Supreme Court to Hear Review of Tata-Mistry Case Petition Today
The dispute case shall be heard in the chamber today by a bench consisting of Chief Justice of India NV Ramana, Justice AS Bopanna, and Justice V Ramasubramaniam.
The Supreme Court will hear an appeal today regarding the court’s ruling last year in favour of the Tatas in the ouster of the former chairman and the distribution of shares. The ruling came in the wake of a plea filed by Cyrus Investments Group in April of last year that asked for the order to be reconsidered.
In April 2021, Cyrus Mistry petitioned the Supreme Court to reconsider its March 26 order upholding Tata Son’s decision to oust him as chairman.
Today, the dispute case shall be heard in the chamber by a bench consisting of Chief Justice of India NV Ramana, Justice V Ramasubramaniam, and Justice AS Bopanna.

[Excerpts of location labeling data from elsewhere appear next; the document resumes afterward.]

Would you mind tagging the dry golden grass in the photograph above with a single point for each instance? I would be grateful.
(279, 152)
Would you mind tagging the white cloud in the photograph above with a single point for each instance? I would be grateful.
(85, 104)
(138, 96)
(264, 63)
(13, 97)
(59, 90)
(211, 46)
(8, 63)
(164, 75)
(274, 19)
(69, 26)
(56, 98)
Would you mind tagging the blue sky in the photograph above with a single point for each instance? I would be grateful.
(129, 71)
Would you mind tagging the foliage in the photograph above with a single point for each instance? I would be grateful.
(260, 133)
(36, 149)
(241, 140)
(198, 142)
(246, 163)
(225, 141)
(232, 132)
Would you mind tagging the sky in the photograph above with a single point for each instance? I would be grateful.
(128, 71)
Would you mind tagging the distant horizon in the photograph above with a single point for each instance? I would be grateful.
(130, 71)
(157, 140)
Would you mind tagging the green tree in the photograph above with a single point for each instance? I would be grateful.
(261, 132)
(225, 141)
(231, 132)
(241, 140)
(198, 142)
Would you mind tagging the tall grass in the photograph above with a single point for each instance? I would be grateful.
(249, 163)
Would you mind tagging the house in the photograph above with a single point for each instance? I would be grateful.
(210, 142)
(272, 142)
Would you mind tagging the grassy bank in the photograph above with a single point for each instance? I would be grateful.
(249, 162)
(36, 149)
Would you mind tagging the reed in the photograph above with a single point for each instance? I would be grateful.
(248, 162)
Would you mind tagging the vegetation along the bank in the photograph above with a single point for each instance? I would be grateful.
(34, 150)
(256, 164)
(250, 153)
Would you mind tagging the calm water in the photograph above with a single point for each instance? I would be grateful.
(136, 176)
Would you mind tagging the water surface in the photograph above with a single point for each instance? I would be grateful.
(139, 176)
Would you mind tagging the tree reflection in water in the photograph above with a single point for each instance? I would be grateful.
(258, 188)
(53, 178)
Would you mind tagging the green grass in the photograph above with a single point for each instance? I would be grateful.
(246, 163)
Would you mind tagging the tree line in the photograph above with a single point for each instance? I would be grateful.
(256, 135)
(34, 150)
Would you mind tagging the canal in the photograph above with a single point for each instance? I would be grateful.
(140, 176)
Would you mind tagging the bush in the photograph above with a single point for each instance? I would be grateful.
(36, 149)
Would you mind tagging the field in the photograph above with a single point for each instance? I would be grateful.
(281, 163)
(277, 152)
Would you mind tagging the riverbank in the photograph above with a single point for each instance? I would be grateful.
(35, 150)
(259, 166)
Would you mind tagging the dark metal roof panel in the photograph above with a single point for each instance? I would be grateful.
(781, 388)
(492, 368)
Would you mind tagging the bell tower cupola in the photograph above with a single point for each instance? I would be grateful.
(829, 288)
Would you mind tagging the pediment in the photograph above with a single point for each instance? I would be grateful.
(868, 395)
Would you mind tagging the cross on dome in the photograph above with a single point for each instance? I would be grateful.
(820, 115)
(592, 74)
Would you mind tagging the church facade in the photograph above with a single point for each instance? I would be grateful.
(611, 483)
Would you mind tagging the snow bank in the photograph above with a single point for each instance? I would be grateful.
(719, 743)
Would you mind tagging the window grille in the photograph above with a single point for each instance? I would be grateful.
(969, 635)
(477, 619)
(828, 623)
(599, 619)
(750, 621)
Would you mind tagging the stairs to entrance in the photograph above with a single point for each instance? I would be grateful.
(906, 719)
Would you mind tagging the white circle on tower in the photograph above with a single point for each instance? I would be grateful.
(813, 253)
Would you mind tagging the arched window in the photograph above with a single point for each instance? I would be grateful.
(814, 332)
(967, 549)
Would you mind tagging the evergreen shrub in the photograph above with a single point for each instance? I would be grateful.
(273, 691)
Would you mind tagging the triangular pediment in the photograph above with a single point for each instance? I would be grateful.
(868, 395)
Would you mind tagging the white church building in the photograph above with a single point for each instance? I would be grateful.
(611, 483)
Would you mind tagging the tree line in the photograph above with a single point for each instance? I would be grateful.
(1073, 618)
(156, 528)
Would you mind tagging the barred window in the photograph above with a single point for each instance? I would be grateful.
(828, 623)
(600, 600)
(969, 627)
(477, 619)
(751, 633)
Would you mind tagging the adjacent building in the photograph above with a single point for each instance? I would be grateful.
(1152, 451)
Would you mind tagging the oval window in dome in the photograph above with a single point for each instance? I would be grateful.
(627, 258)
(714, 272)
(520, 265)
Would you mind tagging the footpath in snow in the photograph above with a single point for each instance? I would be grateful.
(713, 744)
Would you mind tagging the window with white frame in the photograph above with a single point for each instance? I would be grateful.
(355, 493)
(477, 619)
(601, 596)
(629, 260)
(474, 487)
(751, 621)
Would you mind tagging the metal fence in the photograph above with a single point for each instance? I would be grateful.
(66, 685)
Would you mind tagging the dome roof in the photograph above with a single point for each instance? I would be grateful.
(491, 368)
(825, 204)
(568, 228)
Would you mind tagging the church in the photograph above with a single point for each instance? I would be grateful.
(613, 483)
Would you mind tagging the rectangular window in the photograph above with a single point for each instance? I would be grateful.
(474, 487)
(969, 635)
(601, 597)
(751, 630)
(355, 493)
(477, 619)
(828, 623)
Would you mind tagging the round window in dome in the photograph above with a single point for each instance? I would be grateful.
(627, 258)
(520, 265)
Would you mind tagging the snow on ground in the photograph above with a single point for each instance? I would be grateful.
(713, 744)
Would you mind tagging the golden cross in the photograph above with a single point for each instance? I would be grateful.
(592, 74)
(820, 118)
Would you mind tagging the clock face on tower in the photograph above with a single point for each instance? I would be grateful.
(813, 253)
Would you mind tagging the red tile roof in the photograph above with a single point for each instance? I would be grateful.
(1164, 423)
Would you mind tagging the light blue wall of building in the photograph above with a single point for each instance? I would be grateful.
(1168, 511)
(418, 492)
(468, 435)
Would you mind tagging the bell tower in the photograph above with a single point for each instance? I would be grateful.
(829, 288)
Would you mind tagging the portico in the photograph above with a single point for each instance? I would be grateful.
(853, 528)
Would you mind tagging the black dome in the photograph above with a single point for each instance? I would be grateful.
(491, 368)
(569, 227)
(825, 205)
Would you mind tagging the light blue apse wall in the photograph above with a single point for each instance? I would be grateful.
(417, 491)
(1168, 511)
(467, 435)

Last year, the Supreme Court backed Mistry’s removal, overturning a December 2019 verdict by the National Company Law Appellate Tribunal (NCLAT) that had ordered Mistry’s reinstatement as Tata Sons chairman.
The court dismissed Cyrus Investments and Sterling Investments’ claims that Mistry’s expulsion was an act of oppression against minorities, saying that all legal questions were in the Tatas’ favor.
“That failed business decisions and the removal of a person from Directorship can never be projected as acts oppressive or prejudicial to the interests of the minorities, is too well-settled,” judges had stated. The court also stated that both parties could pursue legal action in the case of a shared dispute.
After a falling out with the group’s former chairman Ratan Tata, Cyrus Mistry was dismissed as chairman of Tata Sons in October 2016.
Cyrus Investments Pvt Ltd and Sterling Investments Corporation Pvt Ltd filed a complaint with the National Company Law Appellate Tribunal in December, saying that Tata Sons had oppressed minority shareholders mismanaged the company. They also objected to Mistry’s dismissal.
The NCLT supported Mistry’s dismissal as Executive Chairman and Director in a 2017 ruling, stating that simply because Tata Sons’ board of directors held a meeting today on short notice or put the item agenda (removing Mistry from his top position) at the last minute, it can not be called a fraud.